Mitt Romney last Fall: “‘Our productivity equals our income.”
Barack Obama in response on Wednesday: “… the notion was that somehow the reason people can’t pay their bills is because they’re not working hard enough. If they got more productive, suddenly their incomes would go up.” He went on to say, “Those of us who’ve spent time in the real world know that the problem isn’t that the American people aren’t productive enough – you’ve been working harder than ever.”
Romney is right when we slams Obama for blatant economic ignorance: “I’m amazed he doesn’t understand what productivity means.” He says, “Gosh, this is quite a revelation if you have the president of the United States that doesn’t understand the productivity is a measure of output per person in the nation as a whole.”
It gets at the whole idea of value adding and non-value adding. A central debate between liberals and conservatives is the size of the government. In the USA one fourth of us work for the government, which means one fourth of us create no value. So if there are 300 million Americans, and 200 million of them are working adults, and 50 million of them work for the government creating no wealth (value) then the quality of American life equals the output of 150 million people divided by 300 million people sharing it.
In this grossly over-simplified example there are two ways to increase overall productivity and the quality of life: Get the 150 million people to work harder and create more wealth for the 300 million; or keep the 150 million working at the same pace, cut the 50 million not adding value in the government to 25 million and have the rest add to the value adding bunch, then the 300 million enjoy the fruits of 175 million people’s wealth creation.
Lest anyone think this is just another anti-Obama, anti-liberal, anti-big government rant, please bear with me.

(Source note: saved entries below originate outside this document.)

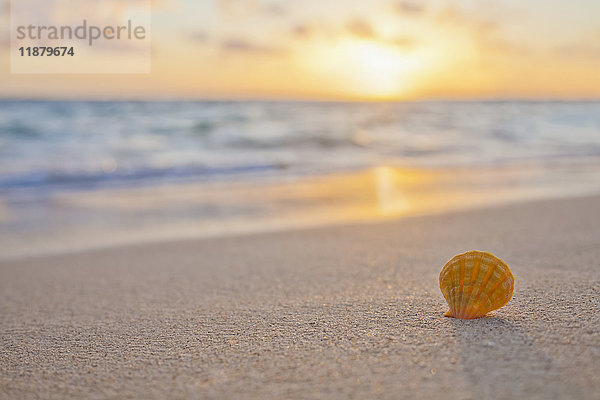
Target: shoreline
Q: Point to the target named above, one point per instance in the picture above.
(338, 312)
(79, 220)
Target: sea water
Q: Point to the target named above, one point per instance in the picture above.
(134, 169)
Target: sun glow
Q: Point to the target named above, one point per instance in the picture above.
(365, 68)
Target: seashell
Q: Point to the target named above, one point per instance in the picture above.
(475, 283)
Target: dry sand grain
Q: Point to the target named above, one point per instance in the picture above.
(341, 312)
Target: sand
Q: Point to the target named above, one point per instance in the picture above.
(339, 312)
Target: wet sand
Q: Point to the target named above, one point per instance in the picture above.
(339, 312)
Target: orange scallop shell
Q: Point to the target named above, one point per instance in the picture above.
(475, 283)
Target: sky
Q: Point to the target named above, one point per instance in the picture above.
(347, 50)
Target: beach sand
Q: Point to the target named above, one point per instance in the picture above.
(338, 312)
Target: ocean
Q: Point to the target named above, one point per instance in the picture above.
(131, 171)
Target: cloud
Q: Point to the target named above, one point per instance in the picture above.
(302, 30)
(198, 37)
(403, 41)
(361, 29)
(409, 7)
(585, 49)
(457, 16)
(275, 9)
(237, 45)
(487, 33)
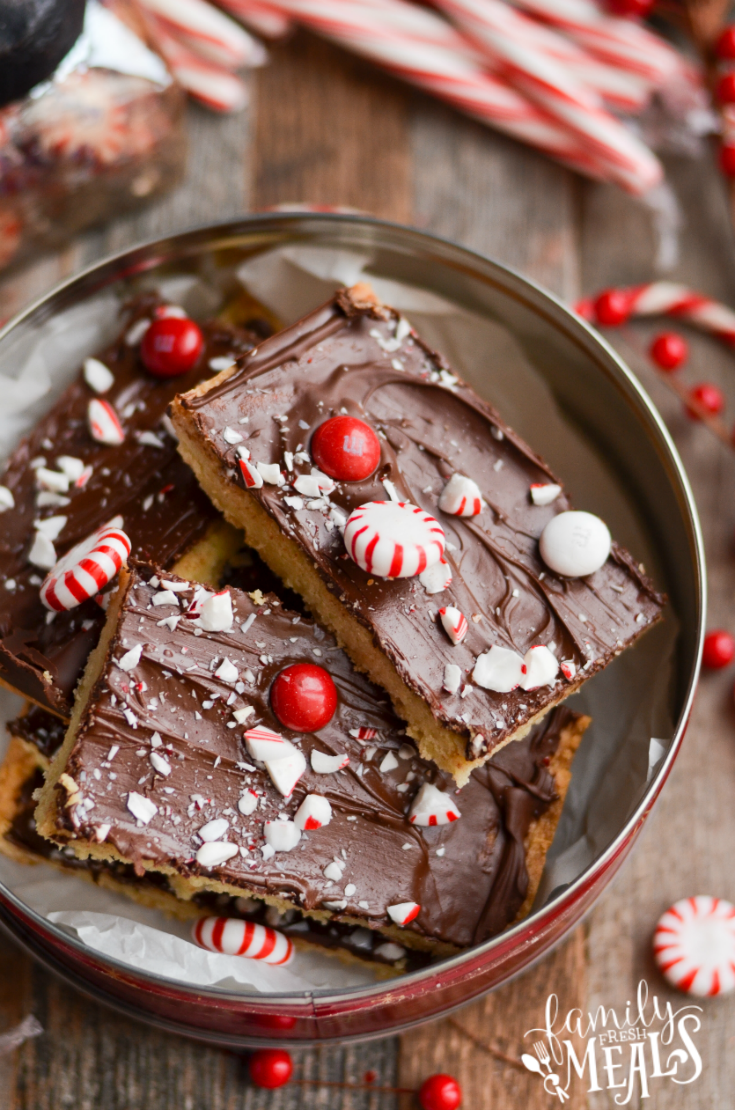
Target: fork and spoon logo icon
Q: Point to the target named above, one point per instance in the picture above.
(537, 1066)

Of course Obama is an economic idiot if he is surrounded by a bloated government full of bureaucrats, paper pushers, policy setters, regulation creators and auditors; but can’t see how productivity can be elevated by any means other than leaving them intact and pounding the actual value creating folks to work harder.

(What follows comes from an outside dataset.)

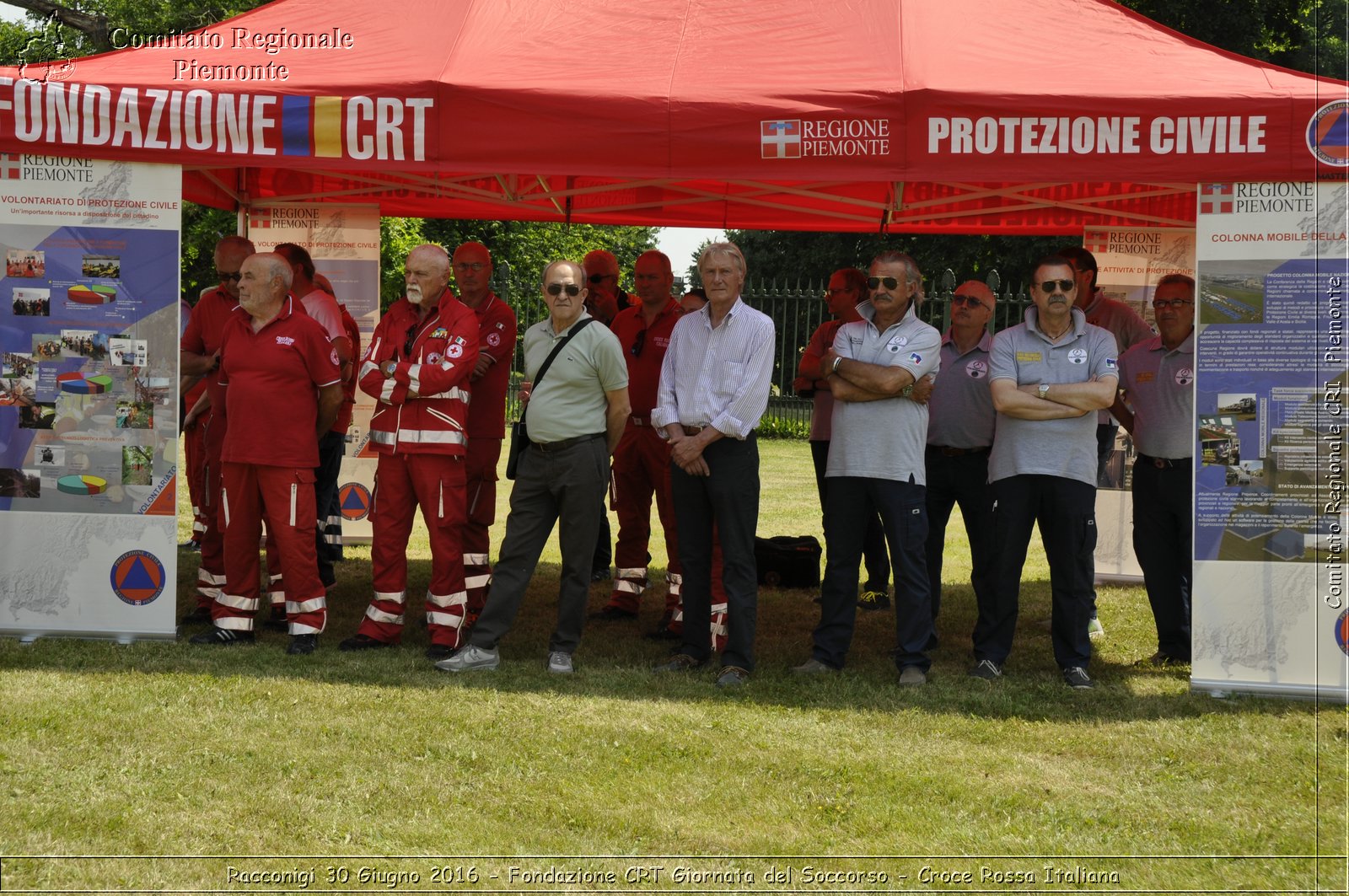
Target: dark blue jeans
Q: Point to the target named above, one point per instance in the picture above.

But it is hard to see how he is any more of an economic lightweight than Mitt Romney and the vaunted private sector executives who are supposed to be such greater authorities on the subject. Here is a photo of Staples corporate headquarters – the crown jewel of Romney’s Bain Capital escapades. Just how many bureaucrats, paper pushers, policy setters, regulation creators and auditors do you suppose it takes to fill up a building like this one? And like the government, how much of their rule, regulation and policy output does little more than interfere with the value adding work the people on the front lines are doing?

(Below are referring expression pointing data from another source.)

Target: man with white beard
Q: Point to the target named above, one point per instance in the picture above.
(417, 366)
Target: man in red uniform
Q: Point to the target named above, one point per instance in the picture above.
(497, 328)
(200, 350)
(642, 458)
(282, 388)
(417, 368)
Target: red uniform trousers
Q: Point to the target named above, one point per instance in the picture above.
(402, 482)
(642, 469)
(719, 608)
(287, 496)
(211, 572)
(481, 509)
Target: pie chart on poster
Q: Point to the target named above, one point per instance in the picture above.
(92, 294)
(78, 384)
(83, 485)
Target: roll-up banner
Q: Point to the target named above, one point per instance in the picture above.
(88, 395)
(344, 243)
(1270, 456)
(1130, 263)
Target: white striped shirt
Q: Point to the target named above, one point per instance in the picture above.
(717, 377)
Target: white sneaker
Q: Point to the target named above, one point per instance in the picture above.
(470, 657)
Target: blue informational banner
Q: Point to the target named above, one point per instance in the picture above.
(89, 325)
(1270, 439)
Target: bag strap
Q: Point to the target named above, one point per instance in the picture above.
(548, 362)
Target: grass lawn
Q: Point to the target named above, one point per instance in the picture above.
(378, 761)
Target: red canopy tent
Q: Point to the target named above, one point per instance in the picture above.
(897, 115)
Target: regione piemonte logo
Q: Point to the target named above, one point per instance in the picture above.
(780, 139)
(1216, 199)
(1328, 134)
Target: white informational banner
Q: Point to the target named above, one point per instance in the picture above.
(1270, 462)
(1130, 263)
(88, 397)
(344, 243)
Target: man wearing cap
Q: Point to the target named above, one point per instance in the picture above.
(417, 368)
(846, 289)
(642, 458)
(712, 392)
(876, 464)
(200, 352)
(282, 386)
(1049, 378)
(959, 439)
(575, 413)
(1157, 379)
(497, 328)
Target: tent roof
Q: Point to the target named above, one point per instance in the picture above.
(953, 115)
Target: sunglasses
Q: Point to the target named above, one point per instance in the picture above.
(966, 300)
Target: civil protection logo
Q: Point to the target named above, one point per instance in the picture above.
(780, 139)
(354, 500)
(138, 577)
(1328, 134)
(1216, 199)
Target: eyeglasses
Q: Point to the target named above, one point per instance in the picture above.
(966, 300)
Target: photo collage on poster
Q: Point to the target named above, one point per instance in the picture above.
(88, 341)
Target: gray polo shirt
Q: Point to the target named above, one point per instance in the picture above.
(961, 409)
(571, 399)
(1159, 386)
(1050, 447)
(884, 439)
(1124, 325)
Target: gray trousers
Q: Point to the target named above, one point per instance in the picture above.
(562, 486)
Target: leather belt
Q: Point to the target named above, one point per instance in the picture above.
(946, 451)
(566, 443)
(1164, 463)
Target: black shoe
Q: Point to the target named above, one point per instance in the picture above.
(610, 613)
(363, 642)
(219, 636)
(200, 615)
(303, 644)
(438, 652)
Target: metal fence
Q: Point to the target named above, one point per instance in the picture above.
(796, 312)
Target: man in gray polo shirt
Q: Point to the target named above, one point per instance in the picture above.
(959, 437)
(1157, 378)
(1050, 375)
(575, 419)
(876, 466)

In fact, it strikes me as more than a coincidence that about 25% of working Americans are government employees – a 3:1 ratio. My experience in the manufacturing world is that a 3:1 direct to indirect ratio is about the norm. One out of every four not adding any value.
It is also my experience that just about every private sector exec is tunnel visioned on productivity, yet he walks into an office building full of non-value ceating folks every morning, blindly assuming they are somehow necessary, and spends his day figuring out how to beat on, automate or outsource the value creators – Obama’s “they’re not working hard enough” mentality.
Romney is right – greater productivity is the key and working smarter is the idea, rather than working harder. Working smarter means having a lot less people wasting their day doing work that does not create wealth and value.
He ought to apply that same principle to himself and his old cronies in American corporate leadership.